Similarly, Falls in older people are common and their impact can be devastating, causing significant morbidity and mortality. Up to thirty-five percent of adults greater than 65 years old sustain at least one fall and the incidence increases to 32-42% in adults older than 75 years of age. The average payment received per fall patient evaluation was $3,200, respectively resulting in an estimated yearly cost equal to $351,959,040.

Despite the recently published guidelines, the evaluation and treatment of patients with Faint or Fall is often haphazard and un-stratified. The result is inappropriate use of diagnostic tests and a high rate of misdiagnosis. In non- standardized clinical practice settings, the rate of unexplained faint is 42%-54% highlighting the importance of adopting standardized diagnostic protocols and algorithms in the medical practitioner's approach to patients with faint. Similarly, several studies have identified multiple risk factors for Fall patients highlighting the multifaceted nature of this problem.


F2 Solutions provides the tools needed to decide whether the short-term risk is high and an admission is warranted when patients present to the ED with a Faint.
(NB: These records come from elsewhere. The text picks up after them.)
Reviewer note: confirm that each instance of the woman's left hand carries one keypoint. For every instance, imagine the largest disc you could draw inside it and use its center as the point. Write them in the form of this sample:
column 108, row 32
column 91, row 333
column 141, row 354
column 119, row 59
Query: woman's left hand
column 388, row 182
In the outpatient setting, F2 Solutions provides the Payers with an informational reference for them to assess whether the tests ordered in the management of patients with Faint were cost-effective and in adherence with the most recent published guidelines.

In a recent study involving 254 patients who presented to the Emergency Department with Faint, the number of inappropriate admissions and discharges were 69 out of 118 (58%) and 8 out of 136 (6%) respectively. The prevalence of Serious Events (SE) in the inappropriately admitted group (n=69) was not significantly different than in the appropriately discharged group (n=128)(3% versus 3%, p=NS). Similarly, the prevalence of SE in the inappropriately discharged group (n=8) was not significantly different than in the appropriately admitted group (n=49)(13% versus 16%, p=NS). In another study including patients presenting with Faint, there was underutilization of orthostatic testing (p=0.001), carotid sinus massage (p=0.001), and implantable loop recorders (p=0.07) and overutilization of imaging studies (p=0.001 for both echocardiogram and CT/MRI scan) and neurologic consultation (p=0.001).

By providing readily available information in algorithmic format, F2 Solutions helps healthcare payers and providers identify appropriate patients for admission, thus meeting the challenge of providing superior patient care at lower cost.